The Path to The Ph.D

The Georgetown graduate experience is tailored to match your academic and professional goals. The process is straight-forward, but as with any program, there are certain benchmarks that help you chart your path. Detailed information is available in the Graduate Handbook.

  1. Perform well and earn 34 credits in the coursework (maintain a GPA of 3.0 or above)
  2. Participate in the Integrative Experience after the 1st 2 semesters of coursework
  3. Join 3 Lab Rotations to gain expertise and choose an Academic Advisor
  4. Pass the Comprehensive Examination, typically before beginning their 2nd year
  5. Pass the Qualifying Examination, within 18 months of completing coursework or directly after an Apprenticeship
  6. Research, write and defend a Dissertation

Prerequisites for first-year graduate courses

Classical mechanics

  • Lagrangian formulation at the level of Marion.
  • Understand the definition of Hamiltonian and of a Poisson bracket.

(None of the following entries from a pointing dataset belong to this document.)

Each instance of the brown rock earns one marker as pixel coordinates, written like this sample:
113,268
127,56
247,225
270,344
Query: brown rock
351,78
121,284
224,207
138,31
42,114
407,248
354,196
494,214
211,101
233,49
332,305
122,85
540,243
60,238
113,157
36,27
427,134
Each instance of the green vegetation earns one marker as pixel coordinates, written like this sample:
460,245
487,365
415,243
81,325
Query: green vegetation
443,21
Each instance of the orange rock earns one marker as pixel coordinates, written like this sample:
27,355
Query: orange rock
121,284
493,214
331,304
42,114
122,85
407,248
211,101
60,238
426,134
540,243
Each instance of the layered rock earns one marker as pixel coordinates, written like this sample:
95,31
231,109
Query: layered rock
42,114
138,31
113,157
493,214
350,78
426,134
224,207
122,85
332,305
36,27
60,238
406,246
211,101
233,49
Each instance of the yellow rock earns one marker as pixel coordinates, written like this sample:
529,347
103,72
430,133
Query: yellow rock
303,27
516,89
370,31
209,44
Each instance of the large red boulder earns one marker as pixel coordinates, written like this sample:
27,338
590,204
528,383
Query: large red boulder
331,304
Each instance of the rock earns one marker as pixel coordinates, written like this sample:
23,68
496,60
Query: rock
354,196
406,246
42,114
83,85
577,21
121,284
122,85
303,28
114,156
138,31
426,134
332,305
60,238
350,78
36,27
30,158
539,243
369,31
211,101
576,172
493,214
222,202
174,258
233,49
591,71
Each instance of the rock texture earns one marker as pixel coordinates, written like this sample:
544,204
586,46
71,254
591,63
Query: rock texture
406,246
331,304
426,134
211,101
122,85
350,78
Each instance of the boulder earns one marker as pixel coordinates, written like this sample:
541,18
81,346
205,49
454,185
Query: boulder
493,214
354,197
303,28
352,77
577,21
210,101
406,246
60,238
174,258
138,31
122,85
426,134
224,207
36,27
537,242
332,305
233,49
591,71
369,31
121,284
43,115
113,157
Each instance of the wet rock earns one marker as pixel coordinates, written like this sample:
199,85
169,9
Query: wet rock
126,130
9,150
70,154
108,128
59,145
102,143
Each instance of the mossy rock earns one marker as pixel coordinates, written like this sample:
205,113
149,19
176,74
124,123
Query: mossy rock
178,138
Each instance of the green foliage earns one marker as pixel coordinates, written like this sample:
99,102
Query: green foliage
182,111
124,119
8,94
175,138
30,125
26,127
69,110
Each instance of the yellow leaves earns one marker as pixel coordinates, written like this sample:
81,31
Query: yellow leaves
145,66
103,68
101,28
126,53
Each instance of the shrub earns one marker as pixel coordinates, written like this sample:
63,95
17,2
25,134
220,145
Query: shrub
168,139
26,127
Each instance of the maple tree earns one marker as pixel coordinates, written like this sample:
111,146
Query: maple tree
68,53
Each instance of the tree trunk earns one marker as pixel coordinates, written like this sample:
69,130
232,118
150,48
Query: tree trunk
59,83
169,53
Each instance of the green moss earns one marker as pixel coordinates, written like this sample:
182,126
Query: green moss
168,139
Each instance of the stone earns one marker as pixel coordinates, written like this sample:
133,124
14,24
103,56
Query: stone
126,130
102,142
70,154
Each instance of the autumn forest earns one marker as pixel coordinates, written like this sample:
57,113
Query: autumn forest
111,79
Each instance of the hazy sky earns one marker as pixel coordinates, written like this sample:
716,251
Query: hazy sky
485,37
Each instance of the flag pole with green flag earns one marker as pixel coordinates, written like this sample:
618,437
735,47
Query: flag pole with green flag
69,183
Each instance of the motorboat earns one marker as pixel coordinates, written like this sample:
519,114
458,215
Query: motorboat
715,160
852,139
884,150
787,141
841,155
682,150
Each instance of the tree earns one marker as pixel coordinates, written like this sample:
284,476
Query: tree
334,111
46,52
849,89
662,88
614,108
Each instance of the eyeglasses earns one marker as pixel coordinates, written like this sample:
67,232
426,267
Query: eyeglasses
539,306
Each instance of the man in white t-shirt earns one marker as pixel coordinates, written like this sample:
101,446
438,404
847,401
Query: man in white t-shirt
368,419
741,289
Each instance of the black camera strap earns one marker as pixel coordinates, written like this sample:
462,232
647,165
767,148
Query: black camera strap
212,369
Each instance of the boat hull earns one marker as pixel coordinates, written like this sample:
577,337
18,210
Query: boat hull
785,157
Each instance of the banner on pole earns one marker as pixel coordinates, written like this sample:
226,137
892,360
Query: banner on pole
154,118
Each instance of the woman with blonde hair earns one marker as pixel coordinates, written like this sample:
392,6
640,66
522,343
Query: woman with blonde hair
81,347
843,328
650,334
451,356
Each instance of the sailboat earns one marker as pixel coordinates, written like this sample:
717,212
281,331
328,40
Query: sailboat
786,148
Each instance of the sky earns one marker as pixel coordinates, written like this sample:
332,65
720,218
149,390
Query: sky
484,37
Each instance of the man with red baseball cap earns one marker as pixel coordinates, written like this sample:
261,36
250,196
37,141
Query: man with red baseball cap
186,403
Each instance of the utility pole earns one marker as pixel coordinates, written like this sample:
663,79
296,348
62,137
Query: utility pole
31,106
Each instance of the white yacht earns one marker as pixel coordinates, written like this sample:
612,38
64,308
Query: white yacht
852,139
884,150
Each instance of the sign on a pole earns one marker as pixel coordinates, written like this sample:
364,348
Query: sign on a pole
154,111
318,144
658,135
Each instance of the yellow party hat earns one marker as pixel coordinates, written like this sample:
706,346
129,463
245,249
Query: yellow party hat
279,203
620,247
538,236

  • Proficiency in coding in a high-level programming language like Fortran, C, C++, or java.
  • Understanding loops and conditional statements.
  • Full knowledge of how to solve second order differential equations with constant coefficients.
  • Separation of variables for partial differential equations.
  • Familiarity with the classic differential equations:
    1. Heat flow or diffusion,
    2. Wave or Schroedinger equation, and
    3. Boundary-value problems.
  • Understanding of Fourier analysis (both discrete and a continuous Fourier transform) and eigenvalue problems.


  • Differential formulation of Maxwell’s equations
  • Poisson’s equation
  • Multipole expansions
  • Generation of electromagnetic waves
  • Circuit analysis (both AC and DC)
  • Geometrical & physical optics, (at the level of Griffiths).

Quantum mechanics

  • Bra and ket notation
  • Eigenvalue problems (as partial differential equations and in matrix form)
  • Separation of variables
  • Raising and lowering operators
  • Addition of angular momentum
  • Spin
  • Hydrogen atom
  • Nondegenerate perturbation theory
  • Simple time-evolution problems (at the level of Liboff, Griffiths, or Dicke and Witte).

Statistical mechanics

  • Definitions of entropy, free energy, chemical potential.
  • Free energy of classical and quantum harmonic oscillator.
  • Equipartition theorem.
  • Degenerate Fermi and Bose gases.
  • One-dimensional Ising model. (At the level of Kittel and Kroemer).